During the coronavirus outbreak, primary schools have remained open, initially only to vulnerable children and the children of critical workers, but since 1 June they have opened more widely to pupils in reception, year 1 and year 6. Primary schools also have the flexibility to invite more children in other year groups back where they have the capacity to do so, while maintaining protective measures and groups of no more than 15.

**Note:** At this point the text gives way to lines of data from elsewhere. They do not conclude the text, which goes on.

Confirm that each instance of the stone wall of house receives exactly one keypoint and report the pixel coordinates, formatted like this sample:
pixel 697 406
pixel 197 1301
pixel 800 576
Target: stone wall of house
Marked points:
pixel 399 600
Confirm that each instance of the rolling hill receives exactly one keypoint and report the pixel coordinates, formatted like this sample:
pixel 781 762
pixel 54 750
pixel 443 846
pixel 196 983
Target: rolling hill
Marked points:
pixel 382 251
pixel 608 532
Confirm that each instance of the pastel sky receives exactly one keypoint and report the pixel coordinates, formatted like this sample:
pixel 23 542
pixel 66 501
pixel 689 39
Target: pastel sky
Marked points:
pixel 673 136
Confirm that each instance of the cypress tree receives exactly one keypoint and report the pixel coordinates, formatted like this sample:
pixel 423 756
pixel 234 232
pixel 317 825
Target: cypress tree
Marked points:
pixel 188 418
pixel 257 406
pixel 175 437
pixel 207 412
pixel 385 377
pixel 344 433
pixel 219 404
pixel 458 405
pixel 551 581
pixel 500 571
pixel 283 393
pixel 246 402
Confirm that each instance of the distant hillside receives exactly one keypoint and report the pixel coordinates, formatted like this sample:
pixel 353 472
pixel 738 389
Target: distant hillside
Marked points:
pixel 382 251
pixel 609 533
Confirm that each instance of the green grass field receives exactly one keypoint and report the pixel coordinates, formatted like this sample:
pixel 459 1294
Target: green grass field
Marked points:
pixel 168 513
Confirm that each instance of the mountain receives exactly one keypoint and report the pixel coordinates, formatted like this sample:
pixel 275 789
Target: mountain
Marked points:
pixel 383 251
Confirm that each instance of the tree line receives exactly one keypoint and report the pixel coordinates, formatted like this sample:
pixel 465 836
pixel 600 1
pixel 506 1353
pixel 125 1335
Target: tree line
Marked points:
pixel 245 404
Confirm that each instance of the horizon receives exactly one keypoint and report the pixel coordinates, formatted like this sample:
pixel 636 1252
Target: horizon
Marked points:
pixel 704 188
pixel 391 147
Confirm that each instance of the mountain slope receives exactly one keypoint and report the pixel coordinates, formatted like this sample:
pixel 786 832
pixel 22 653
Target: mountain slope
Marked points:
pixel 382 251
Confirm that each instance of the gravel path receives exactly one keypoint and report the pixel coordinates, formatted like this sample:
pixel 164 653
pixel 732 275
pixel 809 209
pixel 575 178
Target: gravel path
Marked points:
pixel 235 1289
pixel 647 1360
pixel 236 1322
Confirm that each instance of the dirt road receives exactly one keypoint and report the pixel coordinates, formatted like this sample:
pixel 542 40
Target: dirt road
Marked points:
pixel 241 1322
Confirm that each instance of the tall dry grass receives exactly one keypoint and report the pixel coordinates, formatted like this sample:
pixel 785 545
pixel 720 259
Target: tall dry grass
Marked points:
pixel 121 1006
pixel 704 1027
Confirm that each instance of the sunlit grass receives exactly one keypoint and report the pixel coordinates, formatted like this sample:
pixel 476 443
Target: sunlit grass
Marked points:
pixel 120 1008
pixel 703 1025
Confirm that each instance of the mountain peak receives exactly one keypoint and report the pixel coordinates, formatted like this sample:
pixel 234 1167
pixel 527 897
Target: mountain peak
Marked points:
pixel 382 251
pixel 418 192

Within their groups, primary schools do not need to keep children 2 metres apart from each other – this has been the case throughout the outbreak. We recognise that this is not possible, particularly with younger children, and by limiting groups to 15 children and employing other measures to make sure these groups do not mix, the need for physical distancing is reduced
As the Education Secretary, Gavin Williamson, has said, over the coming weeks we will publish further information and guidance to help schools prepare for a full return in September. We are working across Government and with the sector to ensure these plans are fully in place so that this can happen.
A DfE spokesperson said:
“This move will give more heads and teachers confidence to maximise capacity within classrooms, ahead of all pupils returning from September.
“Primary pupils do not and have not needed to be kept apart in the classroom, and we are encouraging primary heads to use the capacity they have and the flexibility we have given them to bring more groups of children back into school, if they can work within the protective measures.
“Primary schools should continue to operate in groups of no more than 15 and secondaries should not exceed 25% of Year 10 and Year 12 pupils in at any one time.”